Details on study design:

- Duration of observation period following administration: 14 days
- Frequency of observations and weighing: observations for clinical signs and mortality several times on day of application, then 2 times per day for observation period; body weight was recorded one day before application, on day of application, and 2, 7 and 14 days after application
- Necropsy of survivors performed: yes

Statistics:

According to Behrens and Reed-Muench (1981), Drug and Chemical Toxicology 4, 297-305

Results and discussion

Effect levelsopen allclose all

Mortality:

see attached table on mortality

Clinical signs:

other: Scrubby posture, lowered activity, increased breathing frequency, face-down position, atony

Gross pathology:

2510 mg/kg dose group: diarrhoe, lung oedema, hyperemia in the area of the knee joints
3160 mg/kg dose group: reddish spleen, hyperemia in the area of the knee joints
3980 mg/kg dose group: suspected erosion of the forestomach, reddish spleen, hyperemia in the area of the knee joints (pineal gland of the tibiae, femora and patella)

Any other information on results incl. tables

Table: Mortality of animals

Cumulative number of dead male animals (n= 10 per dose group)
Time point of observation	3980 mg/kg	3160 mg/kg	2510 mg/kg	2000 mg/kg
1 hour	0	0	0	0
1 day	7	0	0	0
2 days	8	4	1	0
7 days	8	4	1	0
14 days	8	4	1	0
Cumulative number of dead female animals (n= 10 per dose group)
Time point of observation	3980 mg/kg	3160 mg/kg	2510 mg/kg	2000 mg/kg
1 hour	0	0	0	0
1 day	0	0	0	0
2 days	9	5	2	0
7 days	9	5	2	1
14 days	9	5	2	1

Applicant's summary and conclusion

Interpretation of results:

not classified

Remarks:

Migrated information Criteria used for interpretation of results: EU

Conclusions:

The LD50 value of cyclohexyl salicylate was greater than 2000 mg/kg in an acute oral toxicity study with male and female Sprague-Dawley rats.

Executive summary:

The oral acute toxicity of the substance cyclohexyl salicylate to young adult male and female Sprague-Dawley rats was studied under GLP in accordance with EU Method B.1. The substance was dissolved in peanut oil DAB 8 and administered to rats after a fasting period of 16 hours at a volume of 10 mL/kg once by oral gavage at doses of 2000, 2510, 3160 and 3980 mg/kg. Ten male and ten female animals per dose group were then observed for a period of 14 days.
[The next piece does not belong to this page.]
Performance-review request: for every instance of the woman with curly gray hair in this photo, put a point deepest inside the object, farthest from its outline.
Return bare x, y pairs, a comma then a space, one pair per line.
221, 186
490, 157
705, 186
The mortality rate was found to be dose-dependent: 8 males and 9 females in the group receiving 3980 mg/kg were found dead on day 2 after dosing, whereas 4 males and 5 females in the group receiving 3160 mg/kg were found dead on day 2 after dosing. One male and two females receiving 2510 mg/kg and no male and one female receiving 2000 mg/kg were found dead during the observation period. Clinical and pathological findings in animals found dead included scrubby posture, lowered activity, increased breathing frequency, face-down position, atony, diarrhoe, lung oedema, hyperemia in the area of the knee joints (pineal gland of the tibiae, femora and patella), suspected erosion of the forestomach, reddish spleen. The calculated LD50 value was 3339 mg/kg in males and 3031 mg/kg in females.